Know the boundaries of your rollback mechanism. Test it regularly. Make sure your team knows when to use it and when to look for another solution.

After the Rollback, Fix the Root Cause

Rollback restores service. It does not fix the problem. Once you have rolled back and users are no longer affected, the real work begins.

The image that caused the problem needs to be fixed. The pipeline should keep running with the corrected version. That new image goes through the same process: build, scan, promote, deploy. The rollback was a safety net, not the end of the journey.

Some teams make the mistake of treating rollback as the final step. They roll back, declare the incident resolved, and move on. The same bug surfaces again in the next release because nobody investigated the root cause.
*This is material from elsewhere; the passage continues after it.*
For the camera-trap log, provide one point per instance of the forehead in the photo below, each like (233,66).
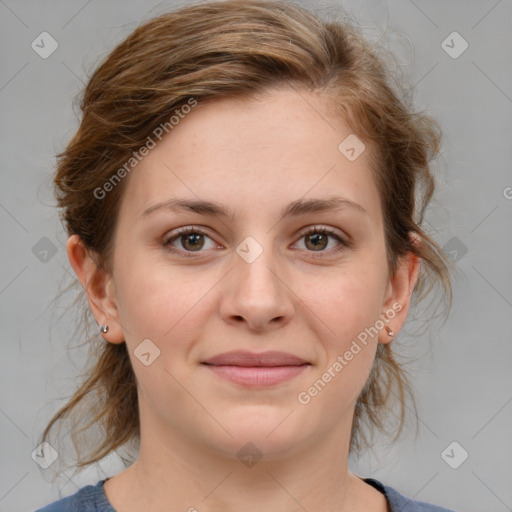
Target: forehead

Do not let that happen.

Practical Checklist

Before your next production deployment, run through this checklist:

Every image in the pipeline is referenced by digest, not just by tag
Deployment manifests are stored in version control with the exact digest
Previous images are retained in the registry for at least the last N versions
Rollback procedure is documented and tested in a non-production environment
The team knows the difference between problems that rollback can fix and problems that need a different approach

What This Means for Your Team

Traceability and rollback are not advanced topics. They are basic operational hygiene. You do not need a complex platform or expensive tools to implement them. You need discipline in how you tag images, how you record deployments, and how you prepare for the moment something goes wrong.

The next time production breaks, the first question will still be: "What version is running?" With image traceability in place, you will have the answer in seconds. And with a tested rollback mechanism, you will be able to restore service in minutes instead of hours.

Build the safety net before you need it. Your future self, debugging at 2 AM, will thank you.